Stream: helpdesk (published)

Topic: Multiple val types with @eval (maybe?)


view this post on Zulip Kevin Bonham (May 21 2021 at 16:04):

I'm trying to use a Val type to make some data cleaning operations a bit easier. Here's what I have so far:

struct ObsType{x} end

ObsType(s::Symbol) = ObsType{s}()
ObsType(s::AbstractString) = ObsType(Symbol(s))

_fix_val(val, ::ObsType) = val
_fix_val(val::AbstractFloat, ::ObsType{:timepoint}) = floor(Int, val)
_fix_val(val::AbstractString, ::ObsType{:timepoint}) = parse(Int, val)

This works great, and allows me to do stuff like df[!, col] = _fix_val.(df.col, ObsType{col}), regardless of what col is. Cool.

But now I have several "date-like" column names that I'd like to treat all in the same way. I was thinking I could maybe do this:

# I need this tuple for other purposes, so I thought I could re-use it
const _date_priority = (:collectionDate,
                        :CollectionDate,
                        :assessmentDate,
                        :scanDate,
                        :Date,
                        :momDate)

function _parse_date(datestring)
    occursin("/", datestring) && return Date(datestring, Dates.DateFormat("m/d/y"))
    throw(ArgumentError("Invalid date string: $datestring"))
end

for d in _date_priority
    @show d
    @eval _fix_val(val::AbstractString, ::ObsType{d}) = _parse_date(val)
end

but this gives me UndefVarError: d not defined. I also tried $d, but this gives me UndefVarError: collectionDate not defined. That's the extent of my debugging eval ability :sweat_smile:

view this post on Zulip Takafumi Arakaki (tkf) (May 21 2021 at 22:05):

I think you need $(QuoteNode(d))

view this post on Zulip Mason Protter (May 21 2021 at 22:31):

This is basically a quirk of Expr and Symbol inside eval or when returned from macros. You need QuoteNode to signal to julia that the Symbol is meant to be interpreted as a symbol rather than as a variable name.

view this post on Zulip Takafumi Arakaki (tkf) (May 21 2021 at 22:46):

I tend to think it's more like a universal pain that comes with AST manipulation (and not just Julia's Expr). I imagine you'd need some kind of quote/unquote machinery when dealing with AST in general.
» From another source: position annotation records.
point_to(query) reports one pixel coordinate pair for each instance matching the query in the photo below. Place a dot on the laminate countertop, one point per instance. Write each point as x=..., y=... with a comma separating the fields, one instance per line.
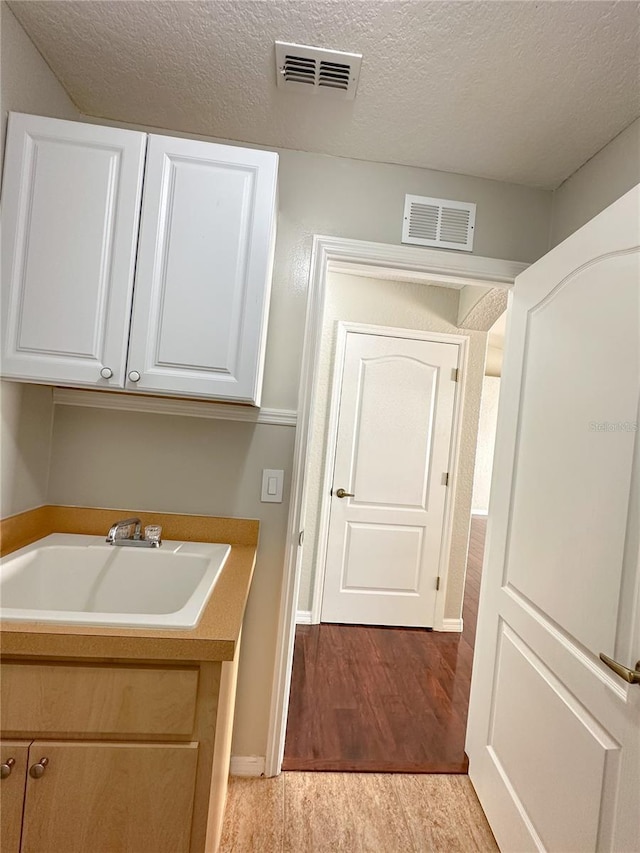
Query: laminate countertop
x=214, y=638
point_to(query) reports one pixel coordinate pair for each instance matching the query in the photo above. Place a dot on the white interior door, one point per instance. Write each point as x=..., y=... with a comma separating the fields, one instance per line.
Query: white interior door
x=391, y=458
x=554, y=735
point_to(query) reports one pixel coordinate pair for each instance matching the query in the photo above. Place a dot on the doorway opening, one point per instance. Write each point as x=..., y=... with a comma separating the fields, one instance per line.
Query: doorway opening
x=478, y=289
x=369, y=692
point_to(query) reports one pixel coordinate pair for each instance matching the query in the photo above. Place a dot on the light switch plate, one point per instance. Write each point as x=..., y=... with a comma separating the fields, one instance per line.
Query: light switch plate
x=272, y=485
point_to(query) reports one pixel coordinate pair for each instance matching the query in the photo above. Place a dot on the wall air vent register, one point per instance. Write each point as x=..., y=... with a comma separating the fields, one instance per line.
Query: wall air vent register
x=317, y=71
x=438, y=222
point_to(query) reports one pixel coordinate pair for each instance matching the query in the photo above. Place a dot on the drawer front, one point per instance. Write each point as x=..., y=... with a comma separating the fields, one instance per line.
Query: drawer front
x=60, y=699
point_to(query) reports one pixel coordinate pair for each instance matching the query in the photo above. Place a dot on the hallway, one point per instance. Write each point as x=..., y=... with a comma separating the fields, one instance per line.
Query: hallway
x=373, y=699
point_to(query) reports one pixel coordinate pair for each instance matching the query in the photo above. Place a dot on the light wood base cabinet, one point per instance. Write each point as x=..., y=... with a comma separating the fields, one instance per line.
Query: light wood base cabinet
x=14, y=757
x=148, y=781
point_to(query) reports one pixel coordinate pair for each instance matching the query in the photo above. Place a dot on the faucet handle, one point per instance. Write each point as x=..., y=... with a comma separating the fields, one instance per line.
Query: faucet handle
x=152, y=534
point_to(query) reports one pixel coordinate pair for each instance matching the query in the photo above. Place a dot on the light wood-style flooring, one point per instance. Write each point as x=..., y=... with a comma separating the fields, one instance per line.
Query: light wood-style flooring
x=354, y=813
x=373, y=699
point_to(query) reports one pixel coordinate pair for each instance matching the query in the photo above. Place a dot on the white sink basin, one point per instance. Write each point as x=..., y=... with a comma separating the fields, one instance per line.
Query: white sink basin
x=81, y=580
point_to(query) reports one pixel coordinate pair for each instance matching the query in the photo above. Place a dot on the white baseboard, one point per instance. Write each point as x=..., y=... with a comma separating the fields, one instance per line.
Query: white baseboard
x=303, y=617
x=247, y=765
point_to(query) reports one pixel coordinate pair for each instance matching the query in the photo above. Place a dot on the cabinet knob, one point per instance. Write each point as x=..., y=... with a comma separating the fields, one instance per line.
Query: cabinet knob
x=37, y=770
x=7, y=767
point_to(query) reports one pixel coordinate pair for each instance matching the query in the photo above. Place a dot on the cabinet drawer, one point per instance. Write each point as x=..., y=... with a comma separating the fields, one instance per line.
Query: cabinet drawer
x=57, y=699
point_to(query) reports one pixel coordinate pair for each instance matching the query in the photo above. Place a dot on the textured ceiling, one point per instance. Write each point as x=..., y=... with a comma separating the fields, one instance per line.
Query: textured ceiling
x=516, y=91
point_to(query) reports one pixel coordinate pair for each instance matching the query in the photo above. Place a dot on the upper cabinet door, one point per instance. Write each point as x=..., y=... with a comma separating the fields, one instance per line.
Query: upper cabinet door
x=204, y=267
x=70, y=212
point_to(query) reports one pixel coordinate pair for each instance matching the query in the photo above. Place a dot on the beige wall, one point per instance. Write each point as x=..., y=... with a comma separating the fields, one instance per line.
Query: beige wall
x=408, y=306
x=317, y=195
x=187, y=465
x=486, y=443
x=609, y=174
x=26, y=85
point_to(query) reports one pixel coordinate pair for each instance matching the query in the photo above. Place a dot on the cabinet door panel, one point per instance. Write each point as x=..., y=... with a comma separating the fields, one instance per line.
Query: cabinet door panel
x=202, y=282
x=110, y=798
x=12, y=793
x=70, y=219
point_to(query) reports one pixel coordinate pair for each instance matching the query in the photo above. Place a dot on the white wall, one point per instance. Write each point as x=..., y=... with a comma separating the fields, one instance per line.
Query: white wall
x=609, y=174
x=408, y=306
x=26, y=85
x=486, y=443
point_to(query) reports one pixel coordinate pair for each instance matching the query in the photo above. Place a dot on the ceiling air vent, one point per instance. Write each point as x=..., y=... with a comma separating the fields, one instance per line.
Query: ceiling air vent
x=315, y=70
x=438, y=222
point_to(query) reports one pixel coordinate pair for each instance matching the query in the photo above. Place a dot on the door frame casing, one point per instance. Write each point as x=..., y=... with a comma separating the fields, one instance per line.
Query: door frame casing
x=326, y=480
x=433, y=266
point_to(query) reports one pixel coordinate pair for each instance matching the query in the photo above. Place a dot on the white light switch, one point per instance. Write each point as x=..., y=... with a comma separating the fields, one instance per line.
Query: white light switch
x=272, y=484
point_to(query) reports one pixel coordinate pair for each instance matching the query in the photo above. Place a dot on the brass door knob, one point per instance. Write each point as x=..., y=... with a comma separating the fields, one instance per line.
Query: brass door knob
x=632, y=676
x=37, y=770
x=6, y=767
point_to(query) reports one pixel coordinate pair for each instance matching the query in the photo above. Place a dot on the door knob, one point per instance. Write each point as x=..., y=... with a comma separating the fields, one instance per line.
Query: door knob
x=630, y=675
x=6, y=767
x=340, y=493
x=37, y=770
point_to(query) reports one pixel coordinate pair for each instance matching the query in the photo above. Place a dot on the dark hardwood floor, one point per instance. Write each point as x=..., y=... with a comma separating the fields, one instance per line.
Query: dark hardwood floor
x=384, y=699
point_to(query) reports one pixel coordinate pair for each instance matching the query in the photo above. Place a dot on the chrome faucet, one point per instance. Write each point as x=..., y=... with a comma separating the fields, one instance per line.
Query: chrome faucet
x=115, y=537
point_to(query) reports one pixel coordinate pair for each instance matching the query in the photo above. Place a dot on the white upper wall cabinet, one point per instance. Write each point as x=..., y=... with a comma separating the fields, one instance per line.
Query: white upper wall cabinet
x=70, y=210
x=206, y=238
x=195, y=323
view this post on Zulip Brian Chen (May 21 2021 at 22:56):

Quasiquoting in particular never fails to give me a headache :P

view this post on Zulip Mason Protter (May 21 2021 at 23:00):

Yes of course. I just mean that it's a quirk of using elements of the AST in code. Not that we did something wrong with Expr and Symbol

view this post on Zulip Takafumi Arakaki (tkf) (May 21 2021 at 23:09):

Ah, yes, you mentioned "quirk ... inside eval." Totally agree Expr and Symbol are more quirky in eval.